Program of Education
College of Human Development and Education; North Dakota State University
A Descriptive Study of Athletic Training Education Programs Based on Findings on CAATE Standard H and Program Evaluations
Major Professor: Dr. Myron Eighmy
There is limited research that describes the evaluation procedures utilized by Athletic Training Education Programs (ATEP). The purpose of this study was to determine the effectiveness of the process the CAATE member institutions use to assess outcome-based standards in Standard H. This research used a cross-sectional study design. A survey link was sent to the 371 undergraduate and graduate Entry-Level Athletic Training Education Program Directors listed on the CAATE website. An online survey instrument was used to collect information about the key factors involved in the assessment of the CAATE-accredited programs. Descriptive statistics were used to assess program director demographics and program demographics.

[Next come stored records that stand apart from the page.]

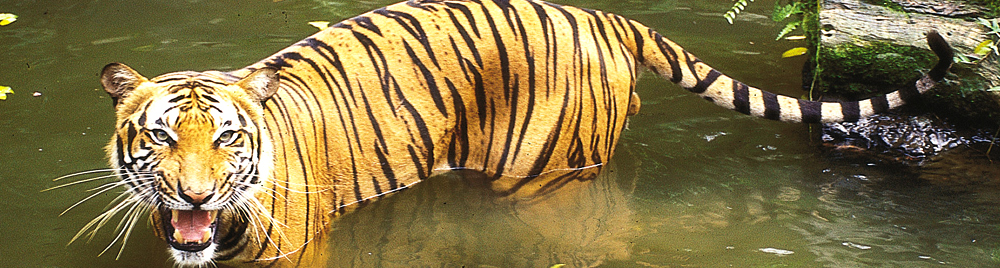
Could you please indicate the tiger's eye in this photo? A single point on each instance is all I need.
(226, 137)
(161, 135)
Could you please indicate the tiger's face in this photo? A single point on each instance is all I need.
(193, 147)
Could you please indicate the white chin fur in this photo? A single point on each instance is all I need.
(201, 258)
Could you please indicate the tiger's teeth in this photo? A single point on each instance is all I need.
(178, 237)
(205, 236)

Frequency responses were used to determine performance on the CAATE Standard H during the most recent accreditation visit and to determine the types of tools used to assess the outcome-based standards in Standard H. BOC exam pass rates were the most frequently used tool to evaluate achievement outcomes relative to educational mission and goals (N = 84, n = 76, f = 90.5%). The most frequently used tool to evaluate achievement outcomes relative to the quality of didactic instruction was academic course performance (N = 83, n = 65, f = 78.3%). Clinical-instructor evaluations were the most frequently used tool to evaluate achievement outcomes relative to clinical instruction (N = 84, n = 84, f = 100.0%). The results indicated that program directors use similar assessment tools to evaluate outcomes for Standard H. The similarity of the assessment tools may be a factor of the types of materials listed as acceptable for outcome evaluations by the CAATE. The types of materials that the CAATE accredited programs use to evaluate the program are similar to materials reportedly used for accreditation purposes of other allied health fields. Twenty program directors indicated that they had issues with this standard during their last accreditation visit (f = 23.8%). The fact that program directors are still reporting problems with meeting the CAATE Standard H indicates that there is still confusion about what is necessary to meet this standard.